What: Cliff Schmidt from Literacy Bridge

When: Tuesday, April 1st at 12 noon

Where: The Allen Center, CSE 203

Join us tomorrow for the first Change seminar of spring quarter. This week we will have a talk by Cliff Schmidt from Literacy Bridge <http://www.literacybridge.org/>.

*Abstract
*Reaching remote villages with agriculture training and health promotion can dramatically reduce poverty, disease, and hunger. Mobile phones offer a solution in some cases: SMS messages can reach literate users, and voice calls can reach those who own a phone and can easily keep it charged. But in villages with 10% literacy rates, no electricity, and where most women don't own a phone, mobile solutions have failed --- and this is where you find extreme poverty. Radio broadcasts address these challenges but run into others: listeners must be available during the broadcast and they must remember everything they hear. Illiterate users, who cannot take notes, must rely on their memories when the information is needed; otherwise, they need an on-demand solution. Cloud services and smart, connected, devices are increasingly able to distribute digital information right up to the last mile, but not beyond. Join us to discuss our experience leveraging mobile devices, but reaching beyond them with a simple, durable, audio device that provides on-demand messages while capturing metrics and user feedback to send back via mobile technology to cloud-based services.

*About The Speaker*
Cliff started Literacy Bridge in 2007, leading the development of an audio-based mobile device called the "Talking Book" for people with minimal literacy skills living in rural areas without electricity or Internet access.
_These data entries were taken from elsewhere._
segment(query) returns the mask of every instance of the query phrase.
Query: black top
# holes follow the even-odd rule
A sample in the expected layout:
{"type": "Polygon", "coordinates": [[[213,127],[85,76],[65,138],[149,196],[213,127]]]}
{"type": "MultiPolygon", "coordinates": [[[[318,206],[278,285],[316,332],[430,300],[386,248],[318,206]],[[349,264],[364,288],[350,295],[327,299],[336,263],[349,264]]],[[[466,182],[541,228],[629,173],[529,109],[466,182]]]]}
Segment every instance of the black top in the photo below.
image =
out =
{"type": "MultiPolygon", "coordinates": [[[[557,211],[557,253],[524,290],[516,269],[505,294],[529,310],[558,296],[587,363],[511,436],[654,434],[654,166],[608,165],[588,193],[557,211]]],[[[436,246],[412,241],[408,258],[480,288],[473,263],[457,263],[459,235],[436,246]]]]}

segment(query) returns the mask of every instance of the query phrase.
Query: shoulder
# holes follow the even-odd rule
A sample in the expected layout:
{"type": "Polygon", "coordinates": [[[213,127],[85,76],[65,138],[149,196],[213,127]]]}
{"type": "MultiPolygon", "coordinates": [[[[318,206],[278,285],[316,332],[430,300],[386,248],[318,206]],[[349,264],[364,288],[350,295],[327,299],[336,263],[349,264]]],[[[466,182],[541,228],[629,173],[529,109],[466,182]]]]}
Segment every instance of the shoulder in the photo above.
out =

Literacy Bridge now partners with UNICEF to use Talking Books to reach 40,000 people with new on-demand content every six weeks. Cliff received the Microsoft Alumni Foundation Integral Fellow Award by Bill and Melinda Gates and was awarded a Clinton Global Initiative membership by President Bill Clinton. He received the top prize at the Tech Awards in 2012 and Computerworld Honors in 2013, and was selected by the PBS Newshour as one of five Agents for Social Change in 2013.